Read OSS

Architecture Overview and Navigating the curl Codebase

Intermediate

Prerequisites

  • Basic C programming (structs, pointers, function pointers)
  • Familiarity with HTTP and general networking concepts
  • Understanding of what curl does at the user level

Architecture Overview and Navigating the cURL Codebase

cURL is one of the most ubiquitous pieces of software ever written — installed on billions of devices, embedded in cars, gaming consoles, and virtually every Linux distribution on earth. Yet for all its reach, relatively few developers have actually read the source code. That's a shame, because curl's internals reveal a masterclass in C software architecture: clean abstraction boundaries, composable I/O layers, and a state machine that has been refined over 28 years of production use.

This article is the first in a six-part deep dive. We'll build the mental model you need to navigate the ~130 source files in lib/, understand the three architectural pillars, and orient yourself in a codebase that supports 28+ protocols while remaining remarkably coherent.

The Dual-Product Architecture: command-line tool vs Library

cURL ships two distinct products from a single repository. The first is the cURL command-line tool — the thing you invoke with curl https://example.com. The second is libcurl, a C library that any application can link against to transfer data programmatically. This distinction is the single most important architectural fact about the project.

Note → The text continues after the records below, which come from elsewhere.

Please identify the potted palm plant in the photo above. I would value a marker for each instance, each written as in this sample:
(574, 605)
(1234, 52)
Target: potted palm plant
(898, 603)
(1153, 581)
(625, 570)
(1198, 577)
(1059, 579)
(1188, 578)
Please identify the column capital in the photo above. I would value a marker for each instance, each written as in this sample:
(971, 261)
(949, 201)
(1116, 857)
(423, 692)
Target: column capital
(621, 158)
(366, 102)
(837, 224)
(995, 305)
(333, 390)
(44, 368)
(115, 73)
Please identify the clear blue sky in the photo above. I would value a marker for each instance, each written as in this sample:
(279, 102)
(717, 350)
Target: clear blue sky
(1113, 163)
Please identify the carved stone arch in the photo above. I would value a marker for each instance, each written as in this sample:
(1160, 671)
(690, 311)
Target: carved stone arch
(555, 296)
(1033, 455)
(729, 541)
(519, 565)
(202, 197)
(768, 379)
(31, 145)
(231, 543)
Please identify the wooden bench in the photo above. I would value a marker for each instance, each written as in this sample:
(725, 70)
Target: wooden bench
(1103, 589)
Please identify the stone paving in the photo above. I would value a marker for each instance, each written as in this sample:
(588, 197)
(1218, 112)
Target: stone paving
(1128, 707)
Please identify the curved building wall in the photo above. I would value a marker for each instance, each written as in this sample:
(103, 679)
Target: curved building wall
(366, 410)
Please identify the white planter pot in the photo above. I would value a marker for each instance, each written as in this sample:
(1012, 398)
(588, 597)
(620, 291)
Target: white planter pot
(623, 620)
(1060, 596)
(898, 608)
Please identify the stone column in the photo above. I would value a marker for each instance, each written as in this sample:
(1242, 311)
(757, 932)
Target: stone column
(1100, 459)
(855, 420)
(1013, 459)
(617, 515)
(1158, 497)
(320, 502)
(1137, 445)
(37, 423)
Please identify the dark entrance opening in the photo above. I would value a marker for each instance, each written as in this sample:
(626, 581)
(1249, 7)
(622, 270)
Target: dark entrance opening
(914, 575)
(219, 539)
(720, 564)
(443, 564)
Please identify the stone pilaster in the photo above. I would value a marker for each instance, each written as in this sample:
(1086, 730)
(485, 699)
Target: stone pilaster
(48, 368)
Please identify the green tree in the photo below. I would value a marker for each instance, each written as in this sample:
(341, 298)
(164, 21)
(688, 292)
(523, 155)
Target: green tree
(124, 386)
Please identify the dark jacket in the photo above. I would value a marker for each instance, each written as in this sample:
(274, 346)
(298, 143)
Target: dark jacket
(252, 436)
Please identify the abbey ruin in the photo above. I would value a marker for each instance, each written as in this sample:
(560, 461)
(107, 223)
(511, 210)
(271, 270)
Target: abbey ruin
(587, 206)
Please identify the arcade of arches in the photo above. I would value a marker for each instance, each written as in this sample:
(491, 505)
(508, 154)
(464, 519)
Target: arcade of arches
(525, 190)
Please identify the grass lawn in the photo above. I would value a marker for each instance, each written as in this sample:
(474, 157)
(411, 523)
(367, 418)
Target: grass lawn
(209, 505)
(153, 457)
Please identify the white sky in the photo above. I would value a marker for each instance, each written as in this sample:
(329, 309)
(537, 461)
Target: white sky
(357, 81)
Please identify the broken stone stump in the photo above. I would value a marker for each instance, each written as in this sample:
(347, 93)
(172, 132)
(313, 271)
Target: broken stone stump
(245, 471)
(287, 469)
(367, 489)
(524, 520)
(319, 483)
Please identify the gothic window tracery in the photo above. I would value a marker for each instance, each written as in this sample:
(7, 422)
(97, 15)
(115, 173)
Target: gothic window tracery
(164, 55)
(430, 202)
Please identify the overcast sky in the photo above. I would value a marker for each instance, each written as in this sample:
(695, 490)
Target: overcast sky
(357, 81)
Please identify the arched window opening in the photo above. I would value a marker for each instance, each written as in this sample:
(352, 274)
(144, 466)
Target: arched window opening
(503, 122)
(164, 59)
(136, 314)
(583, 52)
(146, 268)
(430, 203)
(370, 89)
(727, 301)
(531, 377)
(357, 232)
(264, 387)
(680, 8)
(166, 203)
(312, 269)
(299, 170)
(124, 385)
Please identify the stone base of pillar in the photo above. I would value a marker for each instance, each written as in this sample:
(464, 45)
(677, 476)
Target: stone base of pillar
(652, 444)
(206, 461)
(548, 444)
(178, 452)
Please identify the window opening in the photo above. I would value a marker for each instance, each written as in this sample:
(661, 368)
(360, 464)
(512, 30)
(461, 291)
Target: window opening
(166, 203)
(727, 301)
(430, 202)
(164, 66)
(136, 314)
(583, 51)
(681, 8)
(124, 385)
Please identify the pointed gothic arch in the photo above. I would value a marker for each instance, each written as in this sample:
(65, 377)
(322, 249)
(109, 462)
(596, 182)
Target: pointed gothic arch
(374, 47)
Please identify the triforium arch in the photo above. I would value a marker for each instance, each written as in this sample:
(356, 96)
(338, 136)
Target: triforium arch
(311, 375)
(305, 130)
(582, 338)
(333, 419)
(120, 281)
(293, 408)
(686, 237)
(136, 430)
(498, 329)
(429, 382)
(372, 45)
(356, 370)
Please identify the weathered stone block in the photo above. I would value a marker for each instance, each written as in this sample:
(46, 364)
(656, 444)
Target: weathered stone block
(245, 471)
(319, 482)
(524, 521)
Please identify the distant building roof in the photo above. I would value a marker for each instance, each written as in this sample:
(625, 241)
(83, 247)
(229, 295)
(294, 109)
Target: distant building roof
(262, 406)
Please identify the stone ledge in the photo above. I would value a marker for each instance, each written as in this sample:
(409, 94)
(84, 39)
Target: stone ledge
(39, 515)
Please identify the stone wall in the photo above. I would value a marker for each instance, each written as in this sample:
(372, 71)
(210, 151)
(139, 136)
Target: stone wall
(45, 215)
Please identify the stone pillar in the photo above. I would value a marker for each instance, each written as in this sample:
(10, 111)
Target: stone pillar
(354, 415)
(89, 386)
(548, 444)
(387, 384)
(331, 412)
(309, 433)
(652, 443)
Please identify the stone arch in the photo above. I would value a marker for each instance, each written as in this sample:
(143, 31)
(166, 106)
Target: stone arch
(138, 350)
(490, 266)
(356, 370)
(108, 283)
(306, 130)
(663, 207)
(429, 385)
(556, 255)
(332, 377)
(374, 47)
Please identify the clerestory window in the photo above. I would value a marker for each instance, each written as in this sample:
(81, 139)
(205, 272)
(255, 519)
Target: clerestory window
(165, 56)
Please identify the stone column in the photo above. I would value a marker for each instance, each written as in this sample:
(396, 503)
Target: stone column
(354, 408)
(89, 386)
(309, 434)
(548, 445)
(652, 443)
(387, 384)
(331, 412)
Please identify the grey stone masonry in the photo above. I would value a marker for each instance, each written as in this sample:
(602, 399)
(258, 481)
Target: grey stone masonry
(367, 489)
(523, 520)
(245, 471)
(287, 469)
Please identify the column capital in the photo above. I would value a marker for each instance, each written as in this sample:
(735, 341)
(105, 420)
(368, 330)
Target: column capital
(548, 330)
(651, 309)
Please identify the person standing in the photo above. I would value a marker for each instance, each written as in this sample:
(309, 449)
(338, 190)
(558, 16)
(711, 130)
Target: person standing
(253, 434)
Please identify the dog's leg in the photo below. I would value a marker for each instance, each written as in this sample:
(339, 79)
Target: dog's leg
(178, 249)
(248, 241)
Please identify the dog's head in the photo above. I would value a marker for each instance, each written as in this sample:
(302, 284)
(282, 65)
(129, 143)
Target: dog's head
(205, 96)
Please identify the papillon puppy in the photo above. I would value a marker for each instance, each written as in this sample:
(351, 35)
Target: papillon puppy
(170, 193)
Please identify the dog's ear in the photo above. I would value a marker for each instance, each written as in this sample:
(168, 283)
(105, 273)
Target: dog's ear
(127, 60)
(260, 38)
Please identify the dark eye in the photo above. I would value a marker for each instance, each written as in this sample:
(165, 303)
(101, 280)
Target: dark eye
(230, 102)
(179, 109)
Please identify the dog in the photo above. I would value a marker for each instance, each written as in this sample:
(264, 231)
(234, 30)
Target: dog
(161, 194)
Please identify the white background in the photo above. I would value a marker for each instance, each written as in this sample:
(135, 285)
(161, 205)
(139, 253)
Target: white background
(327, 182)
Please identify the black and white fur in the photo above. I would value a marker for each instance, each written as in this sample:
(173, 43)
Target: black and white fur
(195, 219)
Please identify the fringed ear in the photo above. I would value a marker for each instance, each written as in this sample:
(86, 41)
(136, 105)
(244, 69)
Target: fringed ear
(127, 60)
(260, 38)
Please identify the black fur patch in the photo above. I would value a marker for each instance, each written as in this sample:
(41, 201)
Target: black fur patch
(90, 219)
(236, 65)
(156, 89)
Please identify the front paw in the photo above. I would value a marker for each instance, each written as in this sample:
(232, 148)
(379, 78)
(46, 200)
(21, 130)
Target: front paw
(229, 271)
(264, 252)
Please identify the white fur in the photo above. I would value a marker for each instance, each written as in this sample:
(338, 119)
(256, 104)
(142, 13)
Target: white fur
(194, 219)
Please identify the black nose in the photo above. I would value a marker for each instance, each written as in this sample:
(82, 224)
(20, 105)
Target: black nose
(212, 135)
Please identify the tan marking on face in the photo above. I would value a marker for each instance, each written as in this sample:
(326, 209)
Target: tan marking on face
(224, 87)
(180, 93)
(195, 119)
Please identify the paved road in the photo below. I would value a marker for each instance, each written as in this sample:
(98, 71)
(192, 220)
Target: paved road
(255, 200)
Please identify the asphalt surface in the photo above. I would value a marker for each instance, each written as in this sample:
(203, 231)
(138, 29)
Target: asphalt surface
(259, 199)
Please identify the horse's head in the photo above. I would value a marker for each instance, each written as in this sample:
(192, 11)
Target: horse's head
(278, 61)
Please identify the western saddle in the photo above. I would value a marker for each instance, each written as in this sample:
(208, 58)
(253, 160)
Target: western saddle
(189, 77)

The boundary between them is defined by the public API headers in include/curl/:

flowchart LR
    subgraph "CLI Tool (src/)"
        A[tool_main.c] --> B[tool_operate.c]
        B --> C[tool_getparam.c]
    end
    subgraph "Public API (include/curl/)"
        D[curl.h]
        E[easy.h]
        F[multi.h]
    end
    subgraph "libcurl (lib/)"
        G[easy.c]
        H[multi.c]
        I[url.c]
        J[transfer.c]
    end
    B --> E
    B --> F
    G --> H
    H --> I
    I --> J

The easy API in include/curl/easy.h declares the functions most developers know: curl_easy_init(), curl_easy_setopt(), curl_easy_perform(), and curl_easy_cleanup(). The multi API in include/curl/multi.h adds concurrent transfer support.

The CLI tool is a consumer of libcurl. It lives entirely in src/ and never touches internal library headers directly. Every single thing the curl command does — from parsing --header flags to writing output files — ultimately boils down to curl_easy_setopt() calls and a curl_easy_perform() or curl_multi_perform() invocation.

Tip: If you're contributing a new feature to curl, your first question should be: "Does this belong in libcurl (available to all consumers) or in the CLI tool (only for command-line users)?" Getting this wrong creates coupling that the maintainers will ask you to untangle.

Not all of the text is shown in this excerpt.